基数ソート — O(n log n)の壁を破る
基数ソートが要素を比較せずにO(nk)時間を達成する仕組みを理解します。LSDとMSD変種、桁ごとのソート、クイックソートを上回る場面を学びます。
Non-comparison Sorts
詳細な説明
基数ソートの動作原理
基数ソートは非比較ベースのソートアルゴリズムです。要素同士を比較する代わりに、キーの個々の桁(または文字)を最下位桁から最上位桁(LSD)またはその逆(MSD)の順に処理してソートします。
LSD基数ソート(最下位桁優先)
function radixSort(arr):
maxVal = max(arr)
for exp = 1 while maxVal / exp > 0, exp *= 10:
countingSort(arr, exp)
各パスでは、1つの桁位置でソートするために安定なサブルーチンとしてカウンティングソートを使用します。安定性は重要です — 前のパスの順序が保持されることを保証します。
桁ごとの例
[170, 45, 75, 90, 802, 24, 2, 66] をソート:
| パス | 桁 | 結果 |
|---|---|---|
| 1 | 1の位 | [170, 90, 802, 2, 24, 45, 75, 66] |
| 2 | 10の位 | [802, 2, 24, 45, 66, 170, 75, 90] |
| 3 | 100の位 | [2, 24, 45, 66, 75, 90, 170, 802] |
計算量
| 指標 | 値 |
|---|---|
| 時間 | O(n * k)、k = 桁数 |
| 空間 | O(n + b)、b = 基数(通常10または256) |
| 安定 | はい |
| インプレース | いいえ |
基数ソートが比較ソートに勝つ場合
比較ベースソートの理論的下限はO(n log n)です。
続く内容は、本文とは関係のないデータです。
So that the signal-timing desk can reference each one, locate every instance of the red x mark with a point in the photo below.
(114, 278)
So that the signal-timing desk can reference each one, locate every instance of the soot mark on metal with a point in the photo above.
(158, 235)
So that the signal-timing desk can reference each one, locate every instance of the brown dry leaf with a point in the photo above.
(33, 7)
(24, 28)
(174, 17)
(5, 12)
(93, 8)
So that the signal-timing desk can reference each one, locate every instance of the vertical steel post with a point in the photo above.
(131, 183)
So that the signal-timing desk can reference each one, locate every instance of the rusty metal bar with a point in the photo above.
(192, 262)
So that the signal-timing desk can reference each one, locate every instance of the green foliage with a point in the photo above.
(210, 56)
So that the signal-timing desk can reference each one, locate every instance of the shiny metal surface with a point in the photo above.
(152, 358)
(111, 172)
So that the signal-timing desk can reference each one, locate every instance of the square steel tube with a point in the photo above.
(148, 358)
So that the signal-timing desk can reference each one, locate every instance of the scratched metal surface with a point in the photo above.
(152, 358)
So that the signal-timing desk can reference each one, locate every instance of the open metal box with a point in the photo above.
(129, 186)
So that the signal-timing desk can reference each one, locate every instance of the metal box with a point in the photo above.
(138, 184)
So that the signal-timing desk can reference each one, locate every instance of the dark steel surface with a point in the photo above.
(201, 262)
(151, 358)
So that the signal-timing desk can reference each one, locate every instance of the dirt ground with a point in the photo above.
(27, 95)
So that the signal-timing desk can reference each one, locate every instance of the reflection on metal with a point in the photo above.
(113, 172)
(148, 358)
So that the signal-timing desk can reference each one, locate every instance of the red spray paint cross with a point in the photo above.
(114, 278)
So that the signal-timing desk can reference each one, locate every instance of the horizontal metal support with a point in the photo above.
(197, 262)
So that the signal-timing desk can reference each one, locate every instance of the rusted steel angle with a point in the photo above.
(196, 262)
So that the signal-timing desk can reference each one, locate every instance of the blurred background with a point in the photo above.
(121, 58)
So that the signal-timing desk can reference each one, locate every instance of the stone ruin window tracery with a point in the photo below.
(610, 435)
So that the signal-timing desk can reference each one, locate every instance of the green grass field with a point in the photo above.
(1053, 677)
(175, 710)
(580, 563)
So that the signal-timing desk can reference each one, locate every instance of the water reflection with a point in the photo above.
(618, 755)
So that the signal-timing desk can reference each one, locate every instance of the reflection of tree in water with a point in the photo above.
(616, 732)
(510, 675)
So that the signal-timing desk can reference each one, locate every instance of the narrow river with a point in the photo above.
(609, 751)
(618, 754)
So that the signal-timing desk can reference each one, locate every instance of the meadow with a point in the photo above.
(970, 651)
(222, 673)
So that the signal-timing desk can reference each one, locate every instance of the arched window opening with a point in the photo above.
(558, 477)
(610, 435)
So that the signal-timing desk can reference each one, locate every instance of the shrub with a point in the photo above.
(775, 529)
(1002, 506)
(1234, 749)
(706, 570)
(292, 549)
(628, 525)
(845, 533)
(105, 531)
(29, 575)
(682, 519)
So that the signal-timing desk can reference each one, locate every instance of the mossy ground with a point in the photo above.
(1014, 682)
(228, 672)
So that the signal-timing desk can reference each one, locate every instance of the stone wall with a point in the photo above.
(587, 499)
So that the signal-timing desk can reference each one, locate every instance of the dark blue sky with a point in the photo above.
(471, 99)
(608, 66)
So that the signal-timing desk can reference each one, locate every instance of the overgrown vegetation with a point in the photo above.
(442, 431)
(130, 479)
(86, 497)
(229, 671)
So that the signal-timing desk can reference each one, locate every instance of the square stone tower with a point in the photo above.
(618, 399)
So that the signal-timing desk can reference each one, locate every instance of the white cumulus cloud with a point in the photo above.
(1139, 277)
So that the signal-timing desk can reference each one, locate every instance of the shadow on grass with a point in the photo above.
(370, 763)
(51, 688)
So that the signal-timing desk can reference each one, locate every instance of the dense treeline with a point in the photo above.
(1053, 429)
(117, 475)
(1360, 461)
基数ソートは要素を比較しないことでこれを回避します。以下の場合に高速です:
- k(桁数)がlog nに対して小さい場合
- 32ビット整数の場合、k = 32/log₂(基数)。基数256使用時:k = 4
- n > 2⁴ = 16の場合、基数256の基数ソートはより少ない操作で完了
MSD vs LSD
- LSD(最下位桁優先): 右端の桁から処理。実装が簡単で、自然に安定。
- MSD(最上位桁優先): 左端の桁から処理。キーに共通のプレフィックスがある場合にショートカット可能。文字列ソートに使用。
ユースケース
基数ソートはデータベースシステムでの整数キーのソート、グラフィックスエンジンでの深度ソート、ネットワーキングでのIPアドレスソートに使用されます。キーサイズが有界な大規模な整数配列や固定長文字列のソートに優れています。